Question

MrBayes - big difference in average standard deviation of split frequencies between CPU and GPU versions

1

Entering edit mode

17 months ago

wstfljs ▴ 100

I've got a running GPU version of MrBayes utilizing the beagle library. There is a big difference in terms of computational time for the same input - the GPU run is completed in 89 hours while the CPU version takes 214 hours. However, there is a big difference in terms of the average standard deviation of split frequencies. When using the CPU version I get 0.005221. For the GPU version when the run completes this value is 0.389552. Naturally, I get a warning from MrBayes for the GPU run saying that:

run has not converged because the tree samples are very different (average standard deviation of split frequencies larger than 0.10

Any idea what can be the reason for such a big difference?

Below is the set of parameters I use for both MrBayes runs:

mcmc ngen=20000000 printfreq=1000 samplefreq=1000 nruns=2 nchains=4 temp=0.02;
sump burnin=0 nruns=2 printtofile=Yes outputname=sumpoutput.out plot=Yes marglike=Yes table=Yes;
sumt burnin=0 nruns=2 ntrees=1 displaygeq=0.05 contype=Halfcompat;

I execute both runs using mpirun to enable multiple cores.

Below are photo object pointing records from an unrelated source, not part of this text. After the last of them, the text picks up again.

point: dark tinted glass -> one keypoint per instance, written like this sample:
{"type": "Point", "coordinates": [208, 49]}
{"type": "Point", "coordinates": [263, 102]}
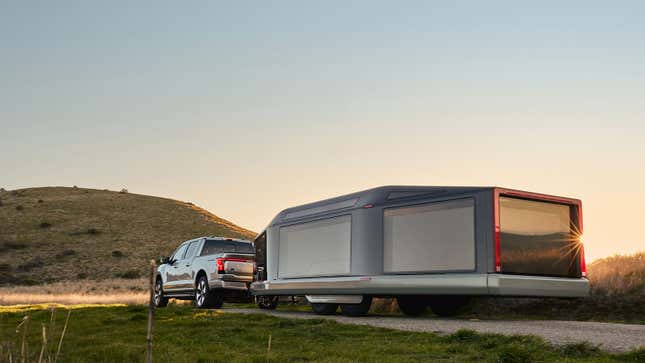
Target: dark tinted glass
{"type": "Point", "coordinates": [213, 246]}
{"type": "Point", "coordinates": [536, 238]}
{"type": "Point", "coordinates": [179, 253]}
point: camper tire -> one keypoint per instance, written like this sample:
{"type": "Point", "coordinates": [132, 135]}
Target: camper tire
{"type": "Point", "coordinates": [324, 308]}
{"type": "Point", "coordinates": [359, 309]}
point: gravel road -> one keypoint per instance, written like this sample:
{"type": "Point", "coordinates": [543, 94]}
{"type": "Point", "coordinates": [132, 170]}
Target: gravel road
{"type": "Point", "coordinates": [610, 336]}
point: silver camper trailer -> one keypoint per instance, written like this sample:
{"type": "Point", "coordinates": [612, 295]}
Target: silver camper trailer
{"type": "Point", "coordinates": [426, 246]}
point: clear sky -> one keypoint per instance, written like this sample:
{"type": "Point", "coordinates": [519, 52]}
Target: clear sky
{"type": "Point", "coordinates": [246, 108]}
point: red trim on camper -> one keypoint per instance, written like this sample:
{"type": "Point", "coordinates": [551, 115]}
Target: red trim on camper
{"type": "Point", "coordinates": [497, 192]}
{"type": "Point", "coordinates": [496, 230]}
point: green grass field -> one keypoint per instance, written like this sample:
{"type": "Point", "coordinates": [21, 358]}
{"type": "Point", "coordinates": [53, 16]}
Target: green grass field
{"type": "Point", "coordinates": [183, 334]}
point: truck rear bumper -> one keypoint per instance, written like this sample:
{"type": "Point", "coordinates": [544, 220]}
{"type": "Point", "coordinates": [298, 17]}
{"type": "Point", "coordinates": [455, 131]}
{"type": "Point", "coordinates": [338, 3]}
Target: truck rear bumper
{"type": "Point", "coordinates": [229, 285]}
{"type": "Point", "coordinates": [440, 284]}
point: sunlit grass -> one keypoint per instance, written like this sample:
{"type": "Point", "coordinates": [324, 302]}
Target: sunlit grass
{"type": "Point", "coordinates": [181, 333]}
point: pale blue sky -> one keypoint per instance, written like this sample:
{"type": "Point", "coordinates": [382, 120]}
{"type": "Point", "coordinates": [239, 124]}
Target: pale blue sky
{"type": "Point", "coordinates": [246, 108]}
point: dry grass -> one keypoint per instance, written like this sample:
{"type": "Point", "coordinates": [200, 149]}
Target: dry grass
{"type": "Point", "coordinates": [94, 234]}
{"type": "Point", "coordinates": [618, 275]}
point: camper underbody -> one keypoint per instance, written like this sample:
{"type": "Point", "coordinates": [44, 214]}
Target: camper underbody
{"type": "Point", "coordinates": [423, 243]}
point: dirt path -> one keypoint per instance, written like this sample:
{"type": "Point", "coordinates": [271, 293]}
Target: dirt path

GPU phylogenetics MrBayes • 1.5k views

ADD COMMENT • link 17 months ago by wstfljs ▴ 100

score 2 · Answer 1 · 2022-11-25

I think the biggest reason is that you have no burnin in these analyses. My typical sump and sumt lines look like this:

sump relburnin=yes burnin=0.25 nruns=2;
sumt relburnin=yes burnin=0.25 nruns=2;

This means that a quarter of generations at the start are thrown out, which is how it should be. The exact number matters less (you can go with 0.1-0.25), but it is important to throw out the early part. That is because chains are very far from convergence at the beginning, and that propagates all the way through even when sampling for 20 million generations like you did.

Beyond that there are some other things I would try, although they are not as obviously wrong like your burnin settings. The temperature may be too low, allowing the sampling to get stuck in a local minimum. I would try values in the 0.05-0.1 range. Same for sampling frequency: doing it once in 1000 generations is not necessarily wrong, but you may want to try smaller numbers, in the 100-500 range. That way you may not need 20 million generations to achieve convergence (2-10 million may be enough). If you cut down the CPU run by half and still get the same result, that should be sufficient as 4 days doesn't strike me as too long. Even if nothing works better from the suggestions I made, you could still go with your CPU result since you already have it.